Sobre ser inmigrante he aprendido algo para mí, no sé si le sea útil a alguien. Y quizá éste sea mi aprendizaje porque soy una defensora de la soledad. La soledad como ese espacio vital de estar y convivir contigo misma, de generar cosas creativas y reflexivas que necesitan del silencio, del espacio vacío.
Lo primero, es que cada persona tiene su tiempo para el duelo. Para llorar lo que dejó, para vivir la nostalgia, para vencer el miedo por lo que viene, para aceptar su nueva existencia. Uno debe volverse a conectar con uno. No puedes vivir al ritmo que los demás quieren que vivas. Al fin y al cabo es tu vida, tu familia, tus afectos lo que dejaste. Nadie va a comprenderte, aunque te digan que sí. Se fastidiaran muy rápido de tu tristeza, de tu queja o de tu enfado. Así que hay que aprender de los mininos y de los perros, ellos hacen su espacio, lo huelen, lo orinan, lo marcan, y una vez que se sienten seguros, salen a saludar.
No es bueno salir a saludar a tu nueva vida con la tristeza colgando como lastre, porque la gente no vibra en tu tristeza, sino en tu alegría. Ni los que te reciben, ni a los que abandonaste. Porque nos guste o no la palabra, debemos reconocer que hay un abandono. Abandonas tu arquitectura, tu hogar que construiste con cada detalle, tu cama, tu jardín, tus mascotas, tu familia, la risa de tus hermanas (os), tus parques, tus cines, tus teatros.
Tantas cosas y tantas personas se quedan congeladas en tu memoria. Tu tristeza es tuya, de nadie más. Eso sí, hay que pasear la tristeza por la nueva ciudad en solitario. Es uno de los mejores regalos que te puedes hacer, porque es como si esa nueva arquitectura se comenzara amalgamar con tu mundo interior roto. La ciudad sí te entiende. Poco a poco, a punta de dedal e hilo invisible, la nueva ciudad va cociendo tu interior, casi de manera imperceptible. Y es precisamente la ciudad la que va ir redefiniendo tu transformación.

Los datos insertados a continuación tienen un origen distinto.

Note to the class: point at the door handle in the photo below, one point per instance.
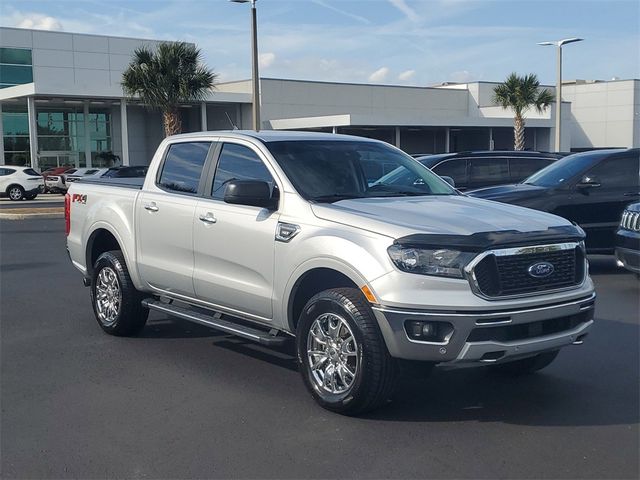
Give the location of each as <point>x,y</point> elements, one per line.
<point>208,219</point>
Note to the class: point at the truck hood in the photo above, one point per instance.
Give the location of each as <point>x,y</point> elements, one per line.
<point>444,215</point>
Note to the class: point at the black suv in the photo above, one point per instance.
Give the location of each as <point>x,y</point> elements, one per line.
<point>471,170</point>
<point>589,188</point>
<point>628,239</point>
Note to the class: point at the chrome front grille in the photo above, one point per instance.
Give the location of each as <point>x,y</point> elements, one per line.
<point>630,221</point>
<point>512,272</point>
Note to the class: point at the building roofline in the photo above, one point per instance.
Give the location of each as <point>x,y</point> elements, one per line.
<point>89,34</point>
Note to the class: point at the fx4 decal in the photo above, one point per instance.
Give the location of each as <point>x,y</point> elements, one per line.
<point>79,198</point>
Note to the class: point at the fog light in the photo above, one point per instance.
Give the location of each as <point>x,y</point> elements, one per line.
<point>428,331</point>
<point>422,330</point>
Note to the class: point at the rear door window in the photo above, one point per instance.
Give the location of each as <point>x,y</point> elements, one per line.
<point>182,167</point>
<point>456,169</point>
<point>488,171</point>
<point>522,168</point>
<point>237,162</point>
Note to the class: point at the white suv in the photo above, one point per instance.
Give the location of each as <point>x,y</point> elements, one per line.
<point>19,183</point>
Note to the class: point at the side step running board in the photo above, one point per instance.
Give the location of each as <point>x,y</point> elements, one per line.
<point>214,321</point>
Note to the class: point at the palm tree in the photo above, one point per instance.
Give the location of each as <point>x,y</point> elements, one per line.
<point>166,77</point>
<point>520,94</point>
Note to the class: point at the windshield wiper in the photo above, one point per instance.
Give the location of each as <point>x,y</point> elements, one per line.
<point>335,198</point>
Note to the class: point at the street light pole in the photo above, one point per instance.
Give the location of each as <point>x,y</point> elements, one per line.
<point>559,45</point>
<point>254,63</point>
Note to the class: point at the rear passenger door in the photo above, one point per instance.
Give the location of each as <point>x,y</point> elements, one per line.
<point>486,172</point>
<point>234,245</point>
<point>164,218</point>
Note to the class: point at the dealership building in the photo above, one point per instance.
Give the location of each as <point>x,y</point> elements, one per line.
<point>62,104</point>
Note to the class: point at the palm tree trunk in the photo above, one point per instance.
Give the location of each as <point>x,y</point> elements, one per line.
<point>518,132</point>
<point>172,122</point>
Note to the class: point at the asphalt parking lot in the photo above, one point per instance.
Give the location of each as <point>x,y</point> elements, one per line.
<point>182,401</point>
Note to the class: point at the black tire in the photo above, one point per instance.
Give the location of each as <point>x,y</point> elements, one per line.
<point>375,377</point>
<point>130,316</point>
<point>15,193</point>
<point>527,365</point>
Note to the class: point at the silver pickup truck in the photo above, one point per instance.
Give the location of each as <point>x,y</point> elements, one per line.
<point>278,236</point>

Caminar la ciudad es casi gratis, unos zapatos cómodos y abrirte a recibir a esa nueva cultura que te estalla en tu oído y en el iris. El primer mes es el más difícil, porque naturalmente lo rechazas. Y es correcto. ¿Por qué tienes que aceptar todo de golpe? Estás comprendiendo que ya no eres un turista, que ésta es tu nueva casa. Siempre serás un inmigrante. Y si a eso le sumas, que eres un inmigrante con pocos recursos económicos, debes moverte rápido, estacionar la tristeza y enfocarte de inmediato en tus prioridades.

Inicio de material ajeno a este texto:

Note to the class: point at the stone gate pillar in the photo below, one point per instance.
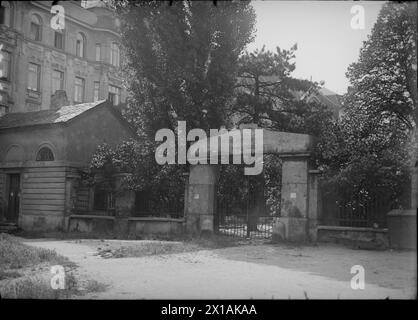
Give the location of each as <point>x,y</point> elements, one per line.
<point>200,201</point>
<point>295,194</point>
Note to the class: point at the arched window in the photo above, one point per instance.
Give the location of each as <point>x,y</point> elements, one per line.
<point>35,28</point>
<point>5,13</point>
<point>114,54</point>
<point>80,45</point>
<point>45,154</point>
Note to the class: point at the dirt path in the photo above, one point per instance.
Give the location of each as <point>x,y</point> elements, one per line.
<point>244,272</point>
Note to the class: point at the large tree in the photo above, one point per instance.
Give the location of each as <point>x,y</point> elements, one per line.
<point>269,96</point>
<point>180,64</point>
<point>370,149</point>
<point>182,59</point>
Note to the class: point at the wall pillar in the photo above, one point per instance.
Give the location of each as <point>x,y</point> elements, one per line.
<point>314,204</point>
<point>414,188</point>
<point>200,200</point>
<point>294,202</point>
<point>124,203</point>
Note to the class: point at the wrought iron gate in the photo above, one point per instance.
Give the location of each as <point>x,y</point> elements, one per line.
<point>234,216</point>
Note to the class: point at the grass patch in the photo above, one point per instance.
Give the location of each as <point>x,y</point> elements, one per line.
<point>95,286</point>
<point>157,246</point>
<point>14,254</point>
<point>9,274</point>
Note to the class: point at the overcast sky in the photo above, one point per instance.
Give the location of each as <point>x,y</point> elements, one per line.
<point>326,42</point>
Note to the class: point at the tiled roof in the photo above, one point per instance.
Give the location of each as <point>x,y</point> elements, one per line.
<point>61,115</point>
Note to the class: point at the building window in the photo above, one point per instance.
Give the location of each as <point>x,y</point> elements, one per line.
<point>5,13</point>
<point>103,199</point>
<point>78,90</point>
<point>36,28</point>
<point>114,95</point>
<point>98,52</point>
<point>114,54</point>
<point>80,45</point>
<point>59,40</point>
<point>45,154</point>
<point>96,90</point>
<point>57,80</point>
<point>5,63</point>
<point>34,76</point>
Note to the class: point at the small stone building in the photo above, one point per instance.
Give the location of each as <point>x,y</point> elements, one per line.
<point>42,157</point>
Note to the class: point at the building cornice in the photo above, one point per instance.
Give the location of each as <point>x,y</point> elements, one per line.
<point>41,5</point>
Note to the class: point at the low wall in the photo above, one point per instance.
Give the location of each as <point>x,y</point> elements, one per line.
<point>402,225</point>
<point>126,226</point>
<point>363,238</point>
<point>91,223</point>
<point>151,225</point>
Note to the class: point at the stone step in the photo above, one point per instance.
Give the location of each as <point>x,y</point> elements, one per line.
<point>8,227</point>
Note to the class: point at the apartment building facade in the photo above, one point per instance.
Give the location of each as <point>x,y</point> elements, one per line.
<point>37,58</point>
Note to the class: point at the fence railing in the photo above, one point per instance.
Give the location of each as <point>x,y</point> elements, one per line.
<point>359,212</point>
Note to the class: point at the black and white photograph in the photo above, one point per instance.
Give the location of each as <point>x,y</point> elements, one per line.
<point>187,151</point>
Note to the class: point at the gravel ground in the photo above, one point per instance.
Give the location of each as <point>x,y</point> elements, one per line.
<point>240,272</point>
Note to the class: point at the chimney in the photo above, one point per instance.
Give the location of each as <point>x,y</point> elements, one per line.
<point>59,99</point>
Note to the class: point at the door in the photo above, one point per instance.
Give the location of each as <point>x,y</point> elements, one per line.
<point>14,195</point>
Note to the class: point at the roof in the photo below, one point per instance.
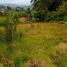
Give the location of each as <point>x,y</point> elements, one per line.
<point>23,19</point>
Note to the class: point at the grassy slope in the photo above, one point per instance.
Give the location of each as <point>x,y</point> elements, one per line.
<point>38,43</point>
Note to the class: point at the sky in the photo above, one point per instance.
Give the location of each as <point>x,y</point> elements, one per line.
<point>19,2</point>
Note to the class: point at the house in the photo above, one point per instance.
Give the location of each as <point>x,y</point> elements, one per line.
<point>24,19</point>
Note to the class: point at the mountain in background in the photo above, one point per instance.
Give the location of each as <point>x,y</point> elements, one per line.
<point>13,5</point>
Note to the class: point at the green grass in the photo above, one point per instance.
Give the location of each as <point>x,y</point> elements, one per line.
<point>38,44</point>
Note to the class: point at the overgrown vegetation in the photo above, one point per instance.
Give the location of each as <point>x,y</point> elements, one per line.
<point>24,44</point>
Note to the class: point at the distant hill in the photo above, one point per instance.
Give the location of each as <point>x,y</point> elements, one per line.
<point>14,5</point>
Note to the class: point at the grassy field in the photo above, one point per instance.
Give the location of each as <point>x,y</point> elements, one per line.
<point>39,45</point>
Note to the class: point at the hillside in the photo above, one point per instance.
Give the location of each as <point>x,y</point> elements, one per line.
<point>40,45</point>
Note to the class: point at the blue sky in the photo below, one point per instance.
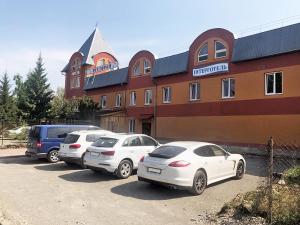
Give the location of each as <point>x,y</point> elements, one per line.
<point>57,28</point>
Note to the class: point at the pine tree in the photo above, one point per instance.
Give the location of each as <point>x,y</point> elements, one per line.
<point>8,107</point>
<point>38,92</point>
<point>21,97</point>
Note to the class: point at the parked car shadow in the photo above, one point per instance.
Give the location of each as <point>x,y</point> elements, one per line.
<point>20,159</point>
<point>145,191</point>
<point>87,176</point>
<point>59,166</point>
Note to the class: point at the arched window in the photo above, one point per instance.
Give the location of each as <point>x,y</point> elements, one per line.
<point>147,66</point>
<point>137,69</point>
<point>220,50</point>
<point>203,53</point>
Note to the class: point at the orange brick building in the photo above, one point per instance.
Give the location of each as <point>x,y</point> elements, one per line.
<point>224,90</point>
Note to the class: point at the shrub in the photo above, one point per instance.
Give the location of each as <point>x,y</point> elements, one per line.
<point>292,175</point>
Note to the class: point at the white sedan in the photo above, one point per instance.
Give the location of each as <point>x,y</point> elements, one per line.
<point>75,144</point>
<point>190,165</point>
<point>119,154</point>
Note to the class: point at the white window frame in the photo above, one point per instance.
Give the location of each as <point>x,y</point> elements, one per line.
<point>229,86</point>
<point>148,96</point>
<point>131,126</point>
<point>74,81</point>
<point>132,99</point>
<point>206,44</point>
<point>169,97</point>
<point>118,100</point>
<point>274,83</point>
<point>147,67</point>
<point>220,51</point>
<point>197,85</point>
<point>102,101</point>
<point>136,66</point>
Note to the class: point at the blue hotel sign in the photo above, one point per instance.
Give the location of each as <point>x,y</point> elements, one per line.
<point>216,68</point>
<point>102,68</point>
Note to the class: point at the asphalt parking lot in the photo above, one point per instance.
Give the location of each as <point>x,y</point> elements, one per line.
<point>36,192</point>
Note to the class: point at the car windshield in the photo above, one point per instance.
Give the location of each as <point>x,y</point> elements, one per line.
<point>105,142</point>
<point>167,151</point>
<point>71,138</point>
<point>34,133</point>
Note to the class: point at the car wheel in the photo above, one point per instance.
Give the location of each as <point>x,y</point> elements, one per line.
<point>124,169</point>
<point>240,170</point>
<point>69,163</point>
<point>199,183</point>
<point>53,156</point>
<point>82,162</point>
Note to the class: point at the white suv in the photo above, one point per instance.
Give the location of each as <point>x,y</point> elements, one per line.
<point>75,144</point>
<point>119,154</point>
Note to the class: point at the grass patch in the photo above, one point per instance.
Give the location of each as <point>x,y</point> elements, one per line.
<point>286,204</point>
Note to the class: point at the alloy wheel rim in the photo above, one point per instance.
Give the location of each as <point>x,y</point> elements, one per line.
<point>54,156</point>
<point>200,183</point>
<point>125,169</point>
<point>240,170</point>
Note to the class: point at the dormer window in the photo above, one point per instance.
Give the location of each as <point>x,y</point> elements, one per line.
<point>203,53</point>
<point>137,69</point>
<point>147,66</point>
<point>220,50</point>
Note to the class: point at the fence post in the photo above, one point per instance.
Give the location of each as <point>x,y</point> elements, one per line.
<point>270,178</point>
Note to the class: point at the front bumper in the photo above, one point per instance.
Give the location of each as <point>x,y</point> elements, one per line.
<point>35,155</point>
<point>70,159</point>
<point>94,162</point>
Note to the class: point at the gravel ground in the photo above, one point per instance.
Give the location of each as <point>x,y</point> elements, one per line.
<point>36,192</point>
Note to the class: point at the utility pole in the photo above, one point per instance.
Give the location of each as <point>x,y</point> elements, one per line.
<point>2,129</point>
<point>270,180</point>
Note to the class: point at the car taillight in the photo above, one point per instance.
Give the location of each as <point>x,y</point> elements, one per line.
<point>108,153</point>
<point>74,146</point>
<point>142,159</point>
<point>180,163</point>
<point>39,144</point>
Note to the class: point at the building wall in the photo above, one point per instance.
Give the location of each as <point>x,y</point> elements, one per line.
<point>249,118</point>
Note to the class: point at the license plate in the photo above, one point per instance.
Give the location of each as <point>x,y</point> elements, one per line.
<point>154,170</point>
<point>94,154</point>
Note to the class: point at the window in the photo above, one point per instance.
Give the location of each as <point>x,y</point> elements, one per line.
<point>203,53</point>
<point>273,83</point>
<point>147,66</point>
<point>204,151</point>
<point>118,100</point>
<point>131,126</point>
<point>148,141</point>
<point>228,88</point>
<point>166,94</point>
<point>132,98</point>
<point>217,151</point>
<point>101,62</point>
<point>71,138</point>
<point>57,132</point>
<point>220,50</point>
<point>103,101</point>
<point>209,151</point>
<point>194,91</point>
<point>132,141</point>
<point>105,142</point>
<point>137,69</point>
<point>148,97</point>
<point>167,151</point>
<point>93,137</point>
<point>74,81</point>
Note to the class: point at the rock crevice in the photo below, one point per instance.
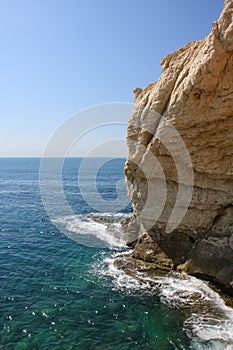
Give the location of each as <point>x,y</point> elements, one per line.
<point>193,96</point>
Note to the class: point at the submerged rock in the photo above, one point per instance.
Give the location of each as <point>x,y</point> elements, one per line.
<point>182,193</point>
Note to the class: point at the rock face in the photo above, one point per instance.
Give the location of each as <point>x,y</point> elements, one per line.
<point>193,102</point>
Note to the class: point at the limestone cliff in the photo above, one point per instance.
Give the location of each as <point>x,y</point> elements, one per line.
<point>194,96</point>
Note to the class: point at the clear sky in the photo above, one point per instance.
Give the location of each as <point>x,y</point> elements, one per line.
<point>60,56</point>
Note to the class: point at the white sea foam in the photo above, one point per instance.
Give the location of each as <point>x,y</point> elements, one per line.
<point>91,233</point>
<point>209,322</point>
<point>210,327</point>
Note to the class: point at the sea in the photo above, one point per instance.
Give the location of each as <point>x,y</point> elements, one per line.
<point>60,289</point>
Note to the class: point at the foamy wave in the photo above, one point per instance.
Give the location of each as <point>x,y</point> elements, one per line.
<point>210,326</point>
<point>91,233</point>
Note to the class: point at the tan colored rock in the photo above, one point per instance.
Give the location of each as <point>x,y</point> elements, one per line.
<point>194,95</point>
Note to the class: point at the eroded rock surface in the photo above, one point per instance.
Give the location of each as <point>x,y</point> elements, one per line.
<point>195,95</point>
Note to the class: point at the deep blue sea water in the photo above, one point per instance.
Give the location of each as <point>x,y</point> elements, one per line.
<point>60,290</point>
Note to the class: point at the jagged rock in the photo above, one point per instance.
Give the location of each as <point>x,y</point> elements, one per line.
<point>194,95</point>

Lo mejor es trazarte objetivos, pequeños pero alcanzables. Y armarte de paciencia, porque eres tú quien llega a un nuevo país que ya tiene sus reglas, sus hábitos, sus protocolos y sus prioridades, y créeme, tú como inmigrante no eres una prioridad para ese nuevo país, por el contrario, eres una carga si no te pones a “producir” de inmediato. Ese sentido de responsabilidad, salvará tu vida. No puedes llegar a un país para ser una carga, sino para hacer un aporte, por pequeño que sea. El proceso puede ser lento o violento, eso dependerá de tu arraigo. Pero, nunca hay procesos iguales. Cada quien sabe lo que dejó y lo que está encontrando.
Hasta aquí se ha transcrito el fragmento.